La oportunidad de cambiar ideas acerca del cuento
me interesa por diversas razones. Vivo en un país -Francia- donde
este género tiene poca vigencia, aunque en los últimos años se nota
entre escritores y lectores un interés creciente por esa forma de
expresión. De todos modos, mientras los críticos siguen acumulando
teorías y manteniendo enconadas polémicas acerca de la novela, casi
nadie se interesa por la problemática del cuento.
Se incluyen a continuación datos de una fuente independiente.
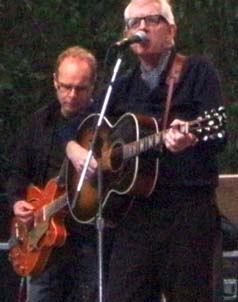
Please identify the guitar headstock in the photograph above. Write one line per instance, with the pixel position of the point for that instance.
(210, 125)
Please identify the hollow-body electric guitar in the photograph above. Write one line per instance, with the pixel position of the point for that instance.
(126, 167)
(32, 243)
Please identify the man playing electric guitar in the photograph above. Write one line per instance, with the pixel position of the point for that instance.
(169, 240)
(70, 272)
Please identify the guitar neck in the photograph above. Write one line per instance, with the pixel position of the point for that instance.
(142, 145)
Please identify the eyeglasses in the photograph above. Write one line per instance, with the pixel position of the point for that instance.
(150, 20)
(67, 88)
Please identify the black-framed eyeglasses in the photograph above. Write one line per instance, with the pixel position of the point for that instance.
(67, 88)
(150, 20)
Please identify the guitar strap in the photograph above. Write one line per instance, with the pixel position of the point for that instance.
(172, 78)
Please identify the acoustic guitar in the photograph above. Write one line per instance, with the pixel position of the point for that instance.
(126, 166)
(31, 243)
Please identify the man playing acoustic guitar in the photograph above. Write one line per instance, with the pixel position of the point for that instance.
(169, 240)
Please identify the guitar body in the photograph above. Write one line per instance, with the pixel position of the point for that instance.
(125, 165)
(31, 244)
(122, 173)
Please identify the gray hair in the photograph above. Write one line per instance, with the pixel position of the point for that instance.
(166, 9)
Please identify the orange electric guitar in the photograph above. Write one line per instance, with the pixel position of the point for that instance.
(31, 244)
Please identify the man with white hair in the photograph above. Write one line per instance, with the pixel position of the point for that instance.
(168, 241)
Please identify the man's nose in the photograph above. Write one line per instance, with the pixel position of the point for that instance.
(142, 24)
(73, 92)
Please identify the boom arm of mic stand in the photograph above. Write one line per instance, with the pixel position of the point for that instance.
(99, 122)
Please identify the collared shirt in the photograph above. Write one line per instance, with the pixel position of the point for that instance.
(152, 77)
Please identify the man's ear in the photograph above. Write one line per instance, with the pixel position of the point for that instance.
(173, 30)
(55, 80)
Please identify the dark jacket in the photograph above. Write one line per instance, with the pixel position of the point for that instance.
(198, 90)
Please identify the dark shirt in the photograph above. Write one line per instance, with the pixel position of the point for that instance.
(198, 90)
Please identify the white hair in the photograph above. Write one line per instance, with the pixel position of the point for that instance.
(165, 7)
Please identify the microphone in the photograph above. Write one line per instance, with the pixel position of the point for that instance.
(138, 37)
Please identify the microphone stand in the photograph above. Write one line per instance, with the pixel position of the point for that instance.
(99, 216)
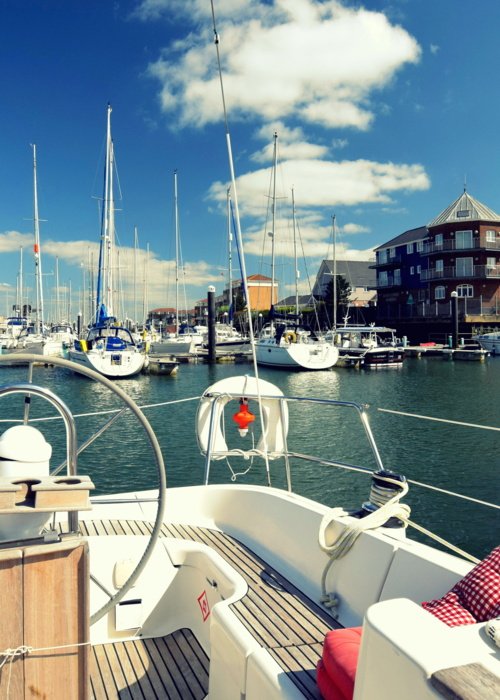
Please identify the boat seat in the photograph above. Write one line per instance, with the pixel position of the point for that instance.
(475, 598)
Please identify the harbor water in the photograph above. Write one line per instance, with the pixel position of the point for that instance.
(450, 456)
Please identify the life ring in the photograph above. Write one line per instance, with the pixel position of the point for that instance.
(210, 430)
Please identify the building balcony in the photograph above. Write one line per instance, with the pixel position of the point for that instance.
(450, 246)
(390, 281)
(386, 262)
(475, 272)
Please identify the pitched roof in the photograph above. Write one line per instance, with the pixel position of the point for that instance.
(357, 272)
(465, 208)
(414, 234)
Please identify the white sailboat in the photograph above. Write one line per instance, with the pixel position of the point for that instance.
(285, 344)
(231, 590)
(108, 348)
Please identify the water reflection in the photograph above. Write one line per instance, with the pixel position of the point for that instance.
(449, 456)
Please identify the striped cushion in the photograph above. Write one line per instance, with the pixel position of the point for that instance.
(476, 598)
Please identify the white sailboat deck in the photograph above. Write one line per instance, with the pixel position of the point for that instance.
(286, 623)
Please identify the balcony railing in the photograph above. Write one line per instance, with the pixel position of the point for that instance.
(384, 261)
(475, 272)
(450, 245)
(467, 306)
(390, 281)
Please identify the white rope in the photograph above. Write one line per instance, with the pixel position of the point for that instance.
(352, 530)
(102, 413)
(9, 655)
(438, 420)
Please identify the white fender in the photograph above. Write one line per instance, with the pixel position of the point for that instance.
(274, 414)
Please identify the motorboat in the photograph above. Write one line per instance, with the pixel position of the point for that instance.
(373, 346)
(228, 590)
(489, 341)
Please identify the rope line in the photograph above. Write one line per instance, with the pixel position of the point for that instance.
(438, 420)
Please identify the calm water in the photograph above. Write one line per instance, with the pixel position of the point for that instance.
(463, 460)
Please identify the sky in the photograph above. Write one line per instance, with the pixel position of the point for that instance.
(384, 110)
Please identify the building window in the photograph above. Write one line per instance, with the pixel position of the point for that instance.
(465, 267)
(463, 240)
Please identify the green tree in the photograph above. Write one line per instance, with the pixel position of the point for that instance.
(343, 292)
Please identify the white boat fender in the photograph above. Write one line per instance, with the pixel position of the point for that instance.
(274, 415)
(24, 451)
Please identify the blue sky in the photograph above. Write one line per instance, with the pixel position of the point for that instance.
(382, 109)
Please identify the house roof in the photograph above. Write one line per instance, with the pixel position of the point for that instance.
(357, 272)
(414, 234)
(258, 278)
(465, 208)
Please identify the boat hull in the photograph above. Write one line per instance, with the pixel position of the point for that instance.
(114, 365)
(489, 342)
(296, 356)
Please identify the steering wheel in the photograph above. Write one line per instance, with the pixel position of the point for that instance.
(30, 360)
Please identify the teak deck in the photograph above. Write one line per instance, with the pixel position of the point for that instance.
(280, 617)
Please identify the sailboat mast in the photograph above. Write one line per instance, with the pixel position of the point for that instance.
(176, 215)
(111, 236)
(295, 257)
(334, 235)
(102, 277)
(273, 226)
(58, 310)
(230, 258)
(19, 295)
(135, 274)
(36, 250)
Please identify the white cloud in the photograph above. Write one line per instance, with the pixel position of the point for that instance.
(318, 62)
(352, 229)
(12, 241)
(321, 183)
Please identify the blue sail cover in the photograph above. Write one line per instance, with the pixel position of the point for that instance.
(102, 316)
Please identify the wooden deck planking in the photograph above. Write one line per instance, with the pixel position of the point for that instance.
(173, 667)
(278, 615)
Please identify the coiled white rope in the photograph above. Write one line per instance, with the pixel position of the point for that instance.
(9, 655)
(391, 508)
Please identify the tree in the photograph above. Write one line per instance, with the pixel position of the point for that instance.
(343, 292)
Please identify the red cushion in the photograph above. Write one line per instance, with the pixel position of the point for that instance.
(327, 688)
(448, 610)
(479, 591)
(475, 598)
(340, 658)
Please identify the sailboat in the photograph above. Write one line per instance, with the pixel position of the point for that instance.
(285, 343)
(373, 347)
(109, 348)
(184, 340)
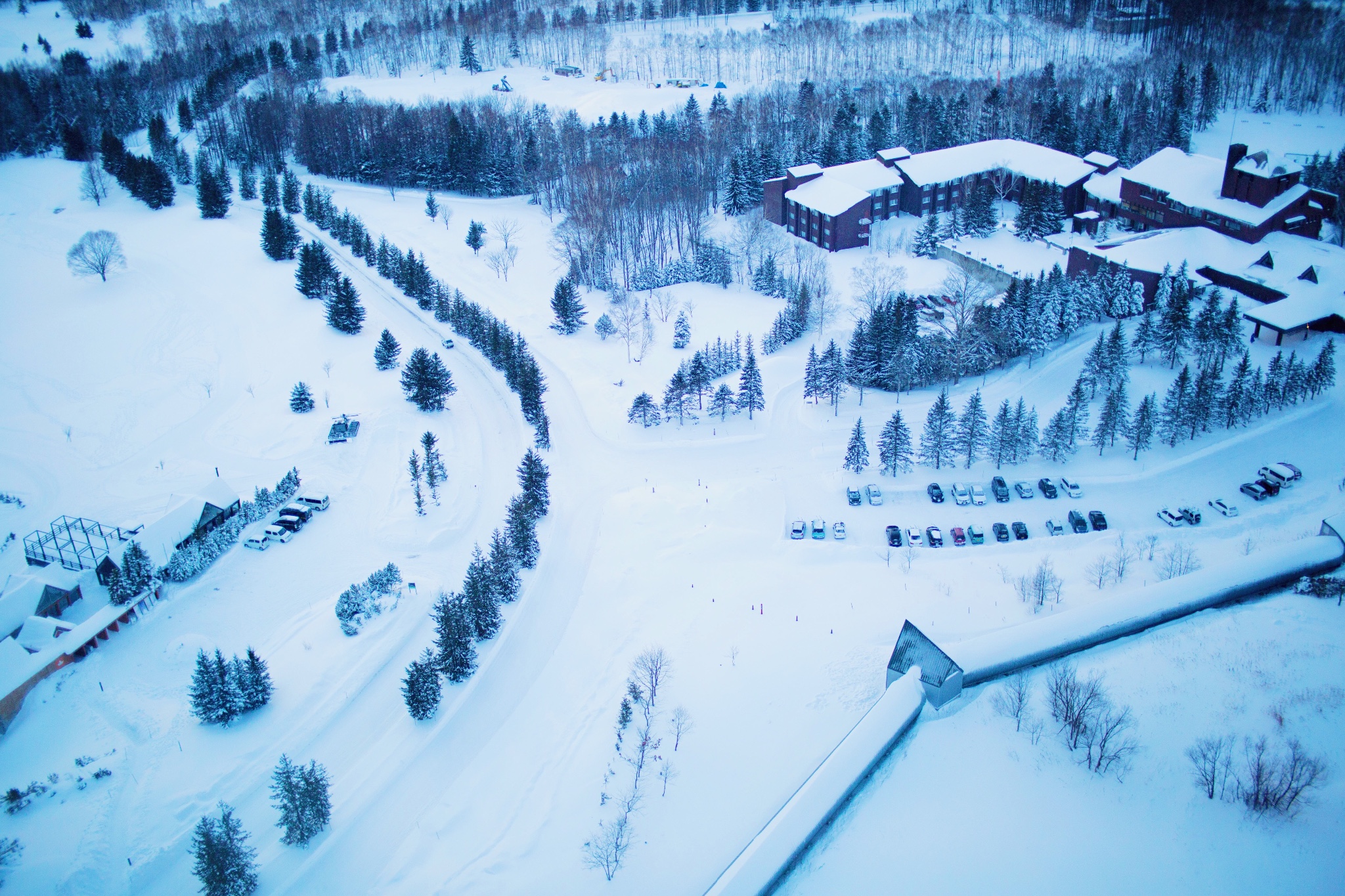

Vivir como
cuentista en un país donde esta forma expresiva es un producto casi
exótico, obliga forzosamente a buscar en otras literaturas el
alimento que allí falta. Poco a poco, en sus textos originales o
mediante traducciones, uno va acumulando casi rencorosamente una
enorme cantidad de cuentos del pasado y del presente, y llega el día
en que puede hacer un balance, intentar una aproximación valorativa
a ese género de tan difícil definición, tan huidizo en sus múltiples
y antagónicos aspectos, y en última instancia tan secreto y
replegado en sí mismo, caracol del lenguaje, hermano misterioso de
la poesía en otra dimensión del tiempo literario.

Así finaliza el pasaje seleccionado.